Once you start cataloguing your ebooks and/or hard-copy books using Calibre, you might be looking for cover images, blurbs or other details. You might want to share your reading experience with other keen readers online, or swap books, or get newsletters on good stuff out there. Here are some excellent sites to help you!
Mobileread
has its own collection of free ebooks for download. It also has a specific forum for each type of e-reader. It's the place to sit down, read a book and chat with friends. Visit the Mobileread café.
Ebook Friendly
is a distraction-free site for browsing ebooks. It's particularly useful if you're sick of overloaded webpages, or if (like me) you have visual or concentration difficulties. It's a peaceful place to find ebooks.
Gnooks
"is a self-adapting community system based on the gnod engine. Discover new writers you will like, travel the map of literature and discuss your favorite books and authors."
LibraryThing
is a site where you can catalogue your whole library, if you want (including importing from Calibre export files). It's also "the world's biggest book club". There are lots of features, and you can easily connect with people who like to read the same books.
FictionDB
provides heaps of information about fiction books, including series, author background and bibliography and a good search across their categories. You can also catalogue your books there.
Password Incorrect
is an ebook site with lots of quick guides and a mobile focus.
Sigil
is a cross-platform editor for ePub ebooks without DRM. It's quite easy to use, and allows you to edit your own ePub books, or fix awful typos and formatting in existing ePubs. I also use it to change the background colour and font type/size in ebooks for which I don't have an accessible ereader app.
Readability
is a terrific tool for distraction-free reading. It provides two bookmarklets you drag into your bookmark bar in your browser: one to Read Later (saving the articles for later) and one to Read Now. This works with Instapaper on your mobile device. Readability also provides a subscription option so you can reward (micropay) the bloggers and websites you read online.

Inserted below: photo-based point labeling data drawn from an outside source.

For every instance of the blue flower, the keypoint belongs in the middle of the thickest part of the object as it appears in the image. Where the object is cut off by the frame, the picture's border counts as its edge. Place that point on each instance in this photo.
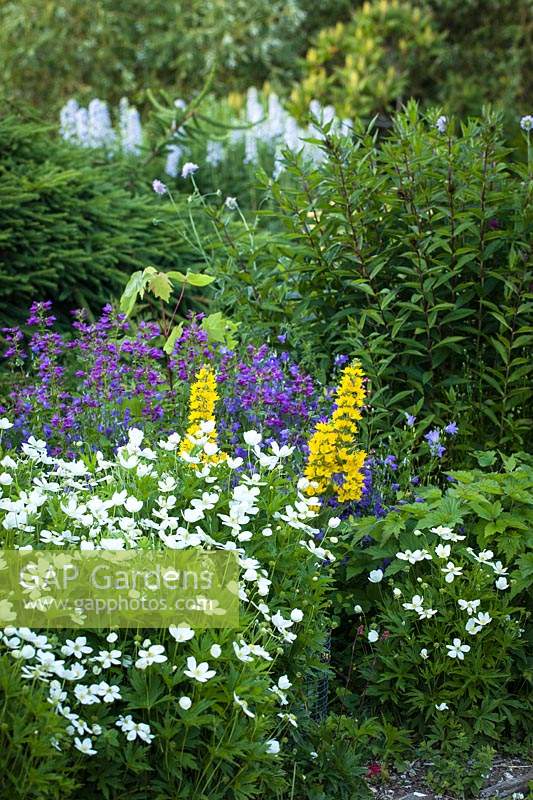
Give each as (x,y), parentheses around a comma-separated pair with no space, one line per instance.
(340,361)
(433,437)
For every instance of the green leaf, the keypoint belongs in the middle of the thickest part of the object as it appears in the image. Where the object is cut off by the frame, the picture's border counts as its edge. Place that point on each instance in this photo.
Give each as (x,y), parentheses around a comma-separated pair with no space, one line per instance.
(191,278)
(161,287)
(485,458)
(135,288)
(220,329)
(175,333)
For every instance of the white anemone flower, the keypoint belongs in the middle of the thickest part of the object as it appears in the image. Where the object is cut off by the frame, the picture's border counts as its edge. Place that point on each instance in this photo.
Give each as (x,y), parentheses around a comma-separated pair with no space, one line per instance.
(457,649)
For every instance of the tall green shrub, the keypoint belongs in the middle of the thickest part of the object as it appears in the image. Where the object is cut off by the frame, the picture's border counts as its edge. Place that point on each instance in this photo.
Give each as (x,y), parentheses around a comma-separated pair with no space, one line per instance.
(413,254)
(73,224)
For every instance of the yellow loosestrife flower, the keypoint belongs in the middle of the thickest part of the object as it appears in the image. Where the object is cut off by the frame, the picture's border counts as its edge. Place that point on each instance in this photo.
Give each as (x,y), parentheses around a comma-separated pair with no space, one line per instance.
(332,462)
(202,403)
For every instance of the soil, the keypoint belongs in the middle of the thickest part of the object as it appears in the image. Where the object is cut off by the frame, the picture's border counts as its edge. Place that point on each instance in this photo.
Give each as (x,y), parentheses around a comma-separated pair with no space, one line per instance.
(507,776)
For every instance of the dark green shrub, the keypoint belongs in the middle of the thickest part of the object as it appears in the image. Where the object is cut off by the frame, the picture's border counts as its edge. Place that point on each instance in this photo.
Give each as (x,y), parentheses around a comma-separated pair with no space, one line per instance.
(461,54)
(73,225)
(388,51)
(481,526)
(412,254)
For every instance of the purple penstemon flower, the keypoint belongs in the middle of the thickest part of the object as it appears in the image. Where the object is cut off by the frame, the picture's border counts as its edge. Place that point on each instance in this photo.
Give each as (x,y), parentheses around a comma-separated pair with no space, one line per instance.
(436,448)
(159,187)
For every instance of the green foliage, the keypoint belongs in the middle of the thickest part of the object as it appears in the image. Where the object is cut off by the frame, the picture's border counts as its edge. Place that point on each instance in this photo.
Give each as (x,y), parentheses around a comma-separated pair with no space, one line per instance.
(412,254)
(405,672)
(74,224)
(456,767)
(329,760)
(32,768)
(387,52)
(112,48)
(487,54)
(460,54)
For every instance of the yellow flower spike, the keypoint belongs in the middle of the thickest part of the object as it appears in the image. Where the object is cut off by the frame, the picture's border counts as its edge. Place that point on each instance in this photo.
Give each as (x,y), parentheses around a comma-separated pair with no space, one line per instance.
(332,463)
(202,402)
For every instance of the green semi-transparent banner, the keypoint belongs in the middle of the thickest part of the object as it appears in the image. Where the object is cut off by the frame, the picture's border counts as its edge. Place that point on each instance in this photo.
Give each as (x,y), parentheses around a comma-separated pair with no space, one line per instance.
(124,589)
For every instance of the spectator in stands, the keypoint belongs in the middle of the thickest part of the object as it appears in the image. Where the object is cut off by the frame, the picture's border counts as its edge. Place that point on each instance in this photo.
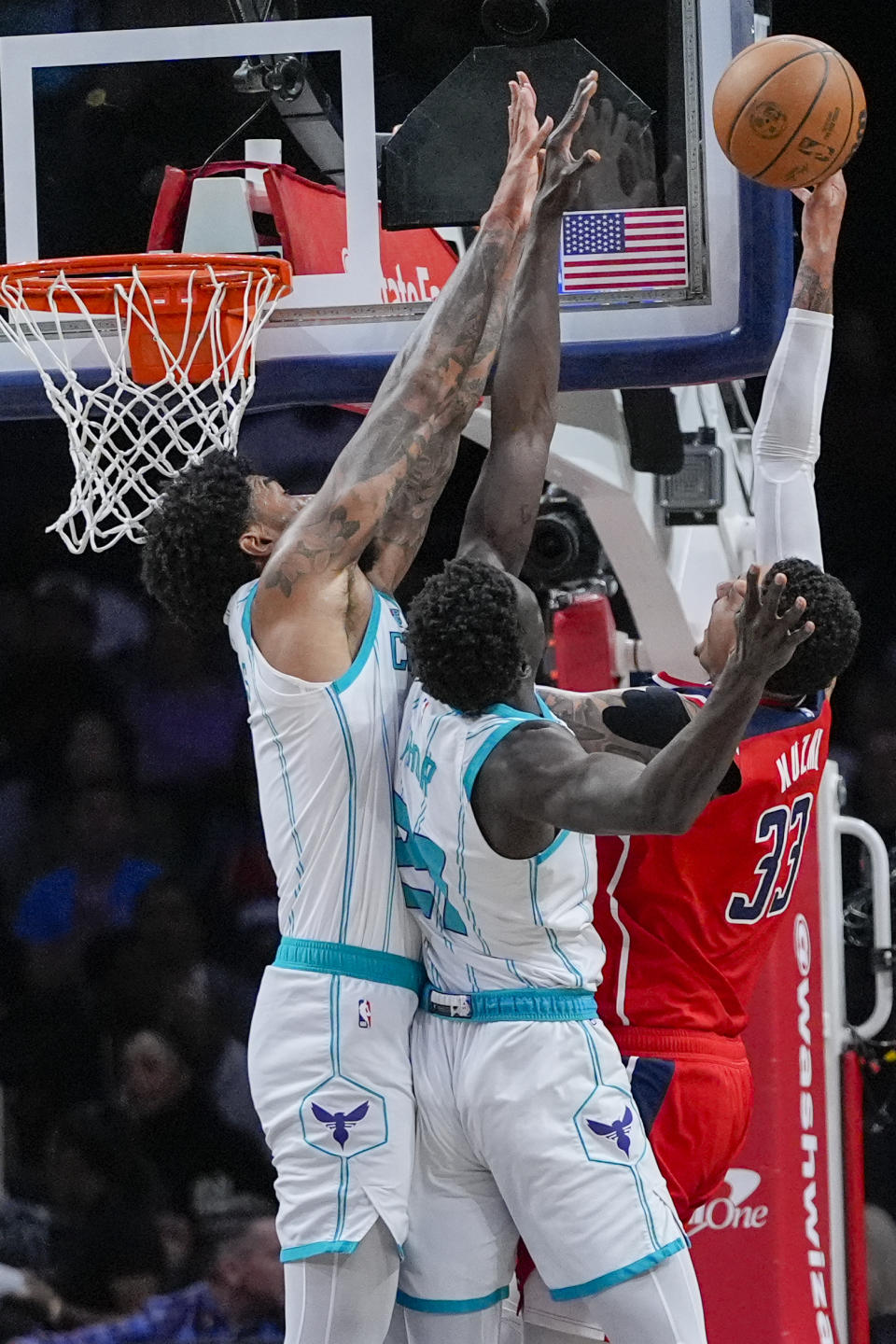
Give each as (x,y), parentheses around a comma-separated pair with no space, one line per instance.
(156,974)
(186,717)
(241,1298)
(97,1252)
(207,1167)
(94,890)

Whatever you want to read, Readability will provide it when you want it, on the background you want, with the font size and spacing you want, and most importantly, without distractions. Sick of flashing and cluttered webpages? Use Readability. (Again, it's particularly valuable for people with visual and/or concentration difficulties.) Update: the Safari browser for desktop and mobile devices now includes a "Reader" button in the address bar. Click that for distraction-free reading, and click-and-hold on a link to add it to your Reading List.